I was on the phone with Carissa, staring out my bay window (as per usual) when I saw something strange. Across the street from me is a bus stop and the glamorous E&E Electrical Supply, a view I often make fun of but actually really enjoy for all the people-watching opportunities. While one or both of us chattered on about something apparently unmemorable, I watched a man in black clothing hop over the gate next to E&E while another man in black clothing tossed him a duffel bag. I said “I think I’m watching a burglary. Am I supposed to call 911?” Perhaps a bit slow, but in my defense, I didn’t wait for an answer.
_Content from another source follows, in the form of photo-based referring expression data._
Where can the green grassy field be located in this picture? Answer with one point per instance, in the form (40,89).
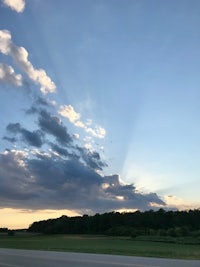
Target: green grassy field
(101,244)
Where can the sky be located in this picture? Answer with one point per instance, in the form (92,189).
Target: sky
(99,107)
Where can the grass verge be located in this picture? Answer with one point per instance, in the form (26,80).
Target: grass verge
(101,244)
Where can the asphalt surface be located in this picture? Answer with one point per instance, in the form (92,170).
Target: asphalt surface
(33,258)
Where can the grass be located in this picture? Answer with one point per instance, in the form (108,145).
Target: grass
(101,244)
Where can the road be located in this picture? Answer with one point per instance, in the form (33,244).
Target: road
(33,258)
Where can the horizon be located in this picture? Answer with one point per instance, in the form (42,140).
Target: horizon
(99,107)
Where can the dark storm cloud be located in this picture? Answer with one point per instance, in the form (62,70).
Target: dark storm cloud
(47,181)
(34,138)
(10,139)
(52,125)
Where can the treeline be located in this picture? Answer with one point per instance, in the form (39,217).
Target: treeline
(161,222)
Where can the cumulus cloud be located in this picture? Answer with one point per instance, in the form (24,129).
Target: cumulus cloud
(16,5)
(20,56)
(45,181)
(8,75)
(74,117)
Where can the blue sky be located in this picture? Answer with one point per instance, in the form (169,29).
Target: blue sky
(105,96)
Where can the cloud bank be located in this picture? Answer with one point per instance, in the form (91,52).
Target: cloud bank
(49,168)
(8,75)
(20,56)
(44,181)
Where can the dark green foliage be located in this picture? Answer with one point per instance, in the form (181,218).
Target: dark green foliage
(149,223)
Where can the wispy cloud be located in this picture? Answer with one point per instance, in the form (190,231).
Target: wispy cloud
(8,75)
(48,181)
(20,56)
(74,117)
(16,5)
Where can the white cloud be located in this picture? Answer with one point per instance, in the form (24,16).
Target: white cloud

While I was on the phone with 911, the other man was watching the street, playing lookout. After about a minute he hopped the fence too. Both were now hidden from my view, but the rest of the fence was covered in barbed wire, so neither could leave without me seeing them. After another minute a cop car rolled by, but was apparently oblivious to my call. I saw one of them run up to the fence to make sure he didn’t stop (and he didn’t). Three more minutes and they were both back over the gate with the duffel bag and around the corner.

Just in time a cop car responding to my call made it to the intersection, but instructions traveled slowly through the chain: me to the 911 dispatcher to the cop dispatcher to the cops. Where they should have turned left they instead went straight and I was sure the two had gotten away. Fortunately I got a call a few minutes later and they had two suspects down the block. It was a slow night for the cops, by their own admission, so the manhunt and crime scene inspection involved at least 8 officers. When the cops surveyed the site, what they found was an empty parking lot next to E&E. There were no doors into the building. Apparently I had just inadvertently busted some taggers. I most certainly would not have called 911 on some taggers writing on a brick wall in an empty parking lot. If it was the front of a business or something more destructive, sure, but the wall they wrote on was pretty much an ideal spot for tagging. I was unsure what to do about the two suspects waiting for me down the street.

Fortunately my dilemma resolved itself because I honestly couldn’t positively ID either one of them. Both got taken into the station, however, because one fought with the police and the other admitted his tagging name which was then found on the wall. Had you kept it cool, kids, you would’ve walked away. Ah, well.